Cubic splines

Cubic splines are flexible nonparametric models. Here, we discuss some of the spline fundamentals.

Introduction

Consider the following regression problem:

\[Y = \Phi(X)\beta + \epsilon\]

where $Y \in \mathbb{R}^n$, $X \in \mathbb{R}^{n}$, and $\Phi(X)$ denotes a basis expansion of $X$. Here, we work with a one-dimensional regression for simplicity, although all ideas will easily extend to multiple dimensions.

In vanilla linear regression, we have $\Phi(X) = X$, that is, there is no basis expansion.

In polynomial regression of order $d$, the basis expansion for the $i$th sample is

\[\phi(x_i) = \begin{bmatrix} 1 & x_i & x_i^2 & x_i^3 & \cdots & x_i^d \end{bmatrix}.\]

The coefficient vector $\beta$ then becomes a vector of length $d+1$, and we can still apply the OLS estimator:

\[\widehat{\beta} = (\Phi(X)^\top \Phi(X))^{-1} \Phi(X)^\top Y.\]

Cubic splines

Cubic splines generalize cubic regression to allow for modeling local regions of the input space differently.

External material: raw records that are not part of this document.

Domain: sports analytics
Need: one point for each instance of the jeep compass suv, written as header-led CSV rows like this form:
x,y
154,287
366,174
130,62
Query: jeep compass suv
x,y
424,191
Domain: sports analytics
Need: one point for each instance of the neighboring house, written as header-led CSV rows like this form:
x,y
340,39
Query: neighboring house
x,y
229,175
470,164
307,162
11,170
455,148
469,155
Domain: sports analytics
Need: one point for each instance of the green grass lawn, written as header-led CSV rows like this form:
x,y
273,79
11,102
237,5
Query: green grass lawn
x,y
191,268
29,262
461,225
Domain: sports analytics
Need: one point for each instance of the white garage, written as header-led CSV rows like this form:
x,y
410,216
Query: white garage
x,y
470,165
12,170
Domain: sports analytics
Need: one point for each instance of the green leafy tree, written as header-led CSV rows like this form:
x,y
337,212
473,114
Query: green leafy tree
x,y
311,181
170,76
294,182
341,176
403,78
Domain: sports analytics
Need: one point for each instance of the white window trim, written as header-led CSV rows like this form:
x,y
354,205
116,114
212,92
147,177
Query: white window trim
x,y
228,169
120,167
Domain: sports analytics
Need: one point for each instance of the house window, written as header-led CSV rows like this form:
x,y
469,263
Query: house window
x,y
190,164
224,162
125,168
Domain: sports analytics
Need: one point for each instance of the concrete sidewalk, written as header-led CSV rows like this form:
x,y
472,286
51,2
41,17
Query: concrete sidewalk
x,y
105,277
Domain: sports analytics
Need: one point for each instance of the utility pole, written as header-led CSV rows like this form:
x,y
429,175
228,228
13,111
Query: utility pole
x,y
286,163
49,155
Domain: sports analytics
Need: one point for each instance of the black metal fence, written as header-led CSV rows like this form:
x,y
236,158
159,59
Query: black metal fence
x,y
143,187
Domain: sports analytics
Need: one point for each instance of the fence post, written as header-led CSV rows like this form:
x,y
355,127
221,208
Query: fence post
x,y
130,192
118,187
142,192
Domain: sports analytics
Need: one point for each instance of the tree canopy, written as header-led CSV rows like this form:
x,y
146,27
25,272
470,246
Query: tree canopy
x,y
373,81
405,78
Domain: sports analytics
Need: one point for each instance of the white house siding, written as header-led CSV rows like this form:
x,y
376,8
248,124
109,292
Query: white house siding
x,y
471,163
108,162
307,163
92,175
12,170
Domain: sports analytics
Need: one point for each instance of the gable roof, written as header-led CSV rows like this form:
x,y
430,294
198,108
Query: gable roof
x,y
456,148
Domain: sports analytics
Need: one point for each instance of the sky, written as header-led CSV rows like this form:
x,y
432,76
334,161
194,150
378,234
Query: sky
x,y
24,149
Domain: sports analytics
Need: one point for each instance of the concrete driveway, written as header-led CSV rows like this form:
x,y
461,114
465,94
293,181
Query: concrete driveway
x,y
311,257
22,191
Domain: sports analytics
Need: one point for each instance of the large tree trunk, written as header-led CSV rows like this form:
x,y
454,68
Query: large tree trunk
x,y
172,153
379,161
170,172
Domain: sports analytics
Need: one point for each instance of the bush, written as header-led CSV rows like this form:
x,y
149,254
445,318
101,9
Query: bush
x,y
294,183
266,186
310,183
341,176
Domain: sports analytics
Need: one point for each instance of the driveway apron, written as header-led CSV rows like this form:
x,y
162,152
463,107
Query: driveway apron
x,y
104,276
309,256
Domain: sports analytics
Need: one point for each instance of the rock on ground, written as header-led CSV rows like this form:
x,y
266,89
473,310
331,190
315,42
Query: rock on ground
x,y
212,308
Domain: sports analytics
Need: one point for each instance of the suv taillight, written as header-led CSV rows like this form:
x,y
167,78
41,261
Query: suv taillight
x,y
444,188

Specifically, the approach is to choose $k$ thresholds (often called “knots”) $\tau_1, \dots, \tau_k$ and split up the input space into $k+1$ intervals based on these thresholds:

\[(-\infty, \tau_1], (\tau_1, \tau_2], (\tau_2, \tau_3], \cdots, (\tau_k, \infty).\]

Within each of these intervals, we fit a local (cubic) polynomial subject to constraints of continuity and smoothness between intervals.

The basis expansion then becomes

\[\phi(x_i) = \begin{bmatrix} 1 & x_i & x_i^2 & x_i^3 & (x_i - \tau_1)_+^3 & (x_i - \tau_2)_+^3 & \cdots & (x_i - \tau_k)_+^3 \end{bmatrix}.\]

Smoothing cubic splines

In general, choosing the locations of the knots is a difficult problem. Smoothing splines avoid having to make these choices by placing a knot on each data point, i.e., $k=n$ and $\tau_1=x_1, \tau_2=x_2, \dots, \tau_n=x_n$.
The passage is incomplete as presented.